Wednesday, February 17, 2016

Is Pa headed for this?

The Kansas Supreme Court on Thursday gave the state until June 30 to enact an “equitable” school funding formula or, it said, the state’s public schools won’t open for the 2016-2017 school year.

In its ruling, the court said that if a formula isn’t in place by then, the court will decide that “no constitutionally valid school finance system exists.” 

“Without a constitutionally equitable school finance system, the schools in Kansas will be unable to operate beyond June 30,” the Supreme Court said.

“Accordingly, the Legislature’s chosen path during the 2016 session will ultimately determine whether Kansas students will be treated fairly and the schoolhouse doors will be open to them in August for the beginning of the 2016-2017 school year,” the ruling stated.

The ruling affirms a Court of Appeals decision that the state had failed to correct constitutional inequities among school districts in the state’s school funding system. The three-judge appeals panel said the state’s block grant system had shorted poor school districts by $54 million.

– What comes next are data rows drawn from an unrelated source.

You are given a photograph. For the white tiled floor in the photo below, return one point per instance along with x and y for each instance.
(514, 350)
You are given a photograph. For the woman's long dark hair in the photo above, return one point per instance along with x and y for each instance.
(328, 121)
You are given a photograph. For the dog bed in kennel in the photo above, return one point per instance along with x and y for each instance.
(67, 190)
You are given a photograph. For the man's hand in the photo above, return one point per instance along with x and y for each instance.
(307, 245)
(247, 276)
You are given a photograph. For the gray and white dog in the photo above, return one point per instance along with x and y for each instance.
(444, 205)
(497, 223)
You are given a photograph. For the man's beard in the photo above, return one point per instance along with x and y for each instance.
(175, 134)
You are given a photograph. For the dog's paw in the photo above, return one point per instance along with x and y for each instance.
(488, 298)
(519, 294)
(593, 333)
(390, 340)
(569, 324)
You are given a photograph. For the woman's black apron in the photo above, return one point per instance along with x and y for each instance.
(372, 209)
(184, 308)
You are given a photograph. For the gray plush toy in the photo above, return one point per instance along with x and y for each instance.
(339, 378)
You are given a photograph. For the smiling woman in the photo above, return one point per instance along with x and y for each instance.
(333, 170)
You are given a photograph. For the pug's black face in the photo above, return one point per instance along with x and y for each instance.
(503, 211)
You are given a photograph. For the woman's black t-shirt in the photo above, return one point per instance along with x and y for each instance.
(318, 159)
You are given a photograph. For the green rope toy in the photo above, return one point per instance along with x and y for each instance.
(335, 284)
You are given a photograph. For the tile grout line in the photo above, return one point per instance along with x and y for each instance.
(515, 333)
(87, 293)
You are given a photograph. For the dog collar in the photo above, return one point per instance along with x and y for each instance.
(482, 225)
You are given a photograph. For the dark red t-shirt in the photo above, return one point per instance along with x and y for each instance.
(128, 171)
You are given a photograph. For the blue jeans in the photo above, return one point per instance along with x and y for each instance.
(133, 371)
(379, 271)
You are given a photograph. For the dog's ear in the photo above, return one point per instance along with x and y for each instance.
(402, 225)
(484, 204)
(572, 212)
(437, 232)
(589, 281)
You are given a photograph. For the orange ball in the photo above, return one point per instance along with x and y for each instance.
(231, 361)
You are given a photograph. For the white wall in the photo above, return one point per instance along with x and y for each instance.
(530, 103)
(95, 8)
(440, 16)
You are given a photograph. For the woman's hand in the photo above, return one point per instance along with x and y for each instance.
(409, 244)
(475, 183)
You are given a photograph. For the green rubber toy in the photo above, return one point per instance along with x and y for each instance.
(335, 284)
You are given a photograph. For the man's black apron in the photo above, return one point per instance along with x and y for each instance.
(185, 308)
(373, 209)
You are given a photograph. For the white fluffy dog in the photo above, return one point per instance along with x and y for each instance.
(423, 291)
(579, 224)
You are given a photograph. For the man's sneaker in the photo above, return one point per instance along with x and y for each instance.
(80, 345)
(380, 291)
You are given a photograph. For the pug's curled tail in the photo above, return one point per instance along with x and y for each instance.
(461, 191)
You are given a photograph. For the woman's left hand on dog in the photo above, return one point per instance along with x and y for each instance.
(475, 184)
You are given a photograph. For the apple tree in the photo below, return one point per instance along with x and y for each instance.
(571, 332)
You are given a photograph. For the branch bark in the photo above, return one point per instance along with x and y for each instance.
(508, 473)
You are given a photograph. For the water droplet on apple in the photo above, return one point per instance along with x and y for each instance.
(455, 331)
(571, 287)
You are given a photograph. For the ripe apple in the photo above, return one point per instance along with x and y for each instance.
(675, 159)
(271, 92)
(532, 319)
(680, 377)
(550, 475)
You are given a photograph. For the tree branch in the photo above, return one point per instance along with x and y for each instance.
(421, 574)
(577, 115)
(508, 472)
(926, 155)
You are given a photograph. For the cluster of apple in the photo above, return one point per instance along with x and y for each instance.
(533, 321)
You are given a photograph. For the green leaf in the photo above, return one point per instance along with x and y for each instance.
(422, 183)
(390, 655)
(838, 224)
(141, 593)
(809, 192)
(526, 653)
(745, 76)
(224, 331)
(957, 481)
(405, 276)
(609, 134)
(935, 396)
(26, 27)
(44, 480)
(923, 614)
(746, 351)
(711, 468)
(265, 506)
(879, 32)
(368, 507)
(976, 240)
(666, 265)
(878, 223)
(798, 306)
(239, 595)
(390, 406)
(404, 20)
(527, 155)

The Legislature switched to a block grant system last year to replace a per-pupil funding formula until it could devise a new formula. But the court said block grants left schools underfunded.

Gov. Sam Brownback issued a statement reacting to the ruling: “Kansas has among the best schools in the nation, and an activist Kansas Supreme Court is threatening to shut them down. We will review this decision closely and work with the Legislature to ensure the continued success of our great Kansas schools.”

But Alan Rupe, an attorney for the school districts that challenged the block grant system, including Kansas City, Kan., public schools, was pleased with the decision.

“It’s a win for every kid in Kansas that attends public schools, particularly kids who are disadvantaged and in high poverty areas,” Rupe said.